Sunday, March 13, 2022
The Shelter this Life Allowed
Mist everywhere now, each morning a message, as if the cosmos were insisting on something hard to see but still lovely, even in part. Before anyone else is up I make waffles, eat a couple plain in darkness and leave the rest on a cooling rack. Love is as love does, apparently always. Grass just visible under melting snow. I remember the rickety architecture of roller coasters, I remember heat rising off the pavement in waves, I remember how there was not enough of anything ever. How beautiful the distance is, filling up with hills and trees, ducks and crows. Sex with satellites, main attractions, or just yourself.

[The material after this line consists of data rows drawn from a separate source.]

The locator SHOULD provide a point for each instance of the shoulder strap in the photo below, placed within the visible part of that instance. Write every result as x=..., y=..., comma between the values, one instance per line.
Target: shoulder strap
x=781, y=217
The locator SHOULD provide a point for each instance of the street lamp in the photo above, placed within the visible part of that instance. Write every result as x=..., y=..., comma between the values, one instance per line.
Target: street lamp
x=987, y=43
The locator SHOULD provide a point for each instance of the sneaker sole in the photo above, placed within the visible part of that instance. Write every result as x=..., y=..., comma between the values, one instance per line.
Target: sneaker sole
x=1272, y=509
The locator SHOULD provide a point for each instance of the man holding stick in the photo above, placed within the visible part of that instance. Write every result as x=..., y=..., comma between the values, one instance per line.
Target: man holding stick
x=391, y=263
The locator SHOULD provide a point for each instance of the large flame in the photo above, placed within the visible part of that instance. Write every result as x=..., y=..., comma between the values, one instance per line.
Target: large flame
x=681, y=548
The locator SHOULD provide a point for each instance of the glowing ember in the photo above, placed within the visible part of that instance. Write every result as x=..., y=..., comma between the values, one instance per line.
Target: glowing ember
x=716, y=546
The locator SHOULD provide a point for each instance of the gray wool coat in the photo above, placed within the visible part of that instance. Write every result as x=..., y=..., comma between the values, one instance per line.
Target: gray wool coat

The neighbors invite us for coffee to talk about fencing, a production at odds with the simplicity of the ask. The stars are near enough to touch, we are in that specific sense the sky. Miracles are not a matter of belief but collaboration? This late bitterness, this childhood I wouldn't wish on anyone. Waking up periodically, listening to winter rain and Chrisoula breathing, the warm tent our bodies make all the shelter this life allowed me. Dicing garlic for the salad dressing, whistling a handful of songs my father enjoyed, ghost riders still loping over the transom, walking the line, hello darkness, et cetera. Deadlines, headlines, red lines. Finding my way by touch through an emptiness I did not ask for, just like everybody else. The wedding disappears the way the road disappears when you are no longer traveling, the marriage rises like a motel, broken neon vacancy sign, but for the next few hours, enough. Maple syrup kisses. I am still waiting on a letter from her, thirty years and counting, something something can we try again, this is not a joke.